転生される直前、俺は間接的にでは有るがフラれている。

そこから一発逆転…なんて淡い想像もしてみたが…可能性は極めて低い。


「本当にやめていいのか?おそらくお前はもう元の世界には戻れないんだぞ?」


「何だと!?」


「お前も理解しているだろう?余は100年以上帰る術を探している。しかも魔王の権力と財力を使ってだ。しかし喚び方は解っても帰り方は全く解らん。糸口すら掴めておらん。」


「…。」


「しかも、万が一、億が一帰れたとしても、元いた世界には既に【召喚されずにそのまま生活を続けている本物、今鹿風谷の本体】が存在している。

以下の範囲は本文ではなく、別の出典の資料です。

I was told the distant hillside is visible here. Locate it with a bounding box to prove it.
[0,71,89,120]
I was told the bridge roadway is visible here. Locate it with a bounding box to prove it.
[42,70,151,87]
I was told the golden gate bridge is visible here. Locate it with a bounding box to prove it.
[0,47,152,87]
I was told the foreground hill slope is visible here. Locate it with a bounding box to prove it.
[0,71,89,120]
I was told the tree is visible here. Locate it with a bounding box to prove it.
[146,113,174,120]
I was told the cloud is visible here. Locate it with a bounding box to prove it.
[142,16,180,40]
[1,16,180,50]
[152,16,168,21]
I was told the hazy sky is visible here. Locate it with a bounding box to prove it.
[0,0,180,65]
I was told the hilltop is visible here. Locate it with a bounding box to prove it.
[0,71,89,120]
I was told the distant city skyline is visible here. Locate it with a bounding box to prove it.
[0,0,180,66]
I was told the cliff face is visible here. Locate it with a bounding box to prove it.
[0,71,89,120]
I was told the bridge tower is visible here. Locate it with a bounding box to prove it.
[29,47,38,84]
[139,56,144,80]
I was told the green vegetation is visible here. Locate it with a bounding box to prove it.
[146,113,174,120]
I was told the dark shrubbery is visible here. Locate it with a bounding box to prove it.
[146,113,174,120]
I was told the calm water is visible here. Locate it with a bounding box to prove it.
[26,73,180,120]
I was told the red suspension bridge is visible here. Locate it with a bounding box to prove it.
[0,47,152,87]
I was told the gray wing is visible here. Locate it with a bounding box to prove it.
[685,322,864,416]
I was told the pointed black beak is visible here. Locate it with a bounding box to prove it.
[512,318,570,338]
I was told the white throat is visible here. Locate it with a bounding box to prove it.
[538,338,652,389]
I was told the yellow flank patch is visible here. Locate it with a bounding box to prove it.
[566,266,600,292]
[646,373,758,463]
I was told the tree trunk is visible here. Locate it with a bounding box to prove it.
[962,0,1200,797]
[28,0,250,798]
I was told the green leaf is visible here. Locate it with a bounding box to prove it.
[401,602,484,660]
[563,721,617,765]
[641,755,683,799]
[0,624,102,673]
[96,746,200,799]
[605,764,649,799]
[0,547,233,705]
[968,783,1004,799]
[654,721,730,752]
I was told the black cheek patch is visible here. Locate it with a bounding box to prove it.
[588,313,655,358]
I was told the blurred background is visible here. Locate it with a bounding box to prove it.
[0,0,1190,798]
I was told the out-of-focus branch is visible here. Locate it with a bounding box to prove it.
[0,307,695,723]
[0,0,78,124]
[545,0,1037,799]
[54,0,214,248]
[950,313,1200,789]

そこにどうやって帰還したお前が割って入るんだ?我らは今鹿風谷から削り取られたカケラにすぎないのだぞ?」


「うっ…。」


「今、余の話を聴かぬならば、植野歩女との事はおそらく永遠に分からないままだ。それでも良いのかな?」


「…聴かせてくれ。」


「…。」


「歩女とのその後を…聴かせてくれ。」


「…解った。」


覚悟を決めよう。

召喚される直前にフラれた時、一度は諦めた思いだ。

エスブリッジに来てヘンテコなピエロや牛に会って気分がグシャグシャの有耶無耶になって、また少し希望が出てしまっていたのかもしれないが、、、もともと1回絶望していたのだから。

せめて結果だけでもキチンと聴こう。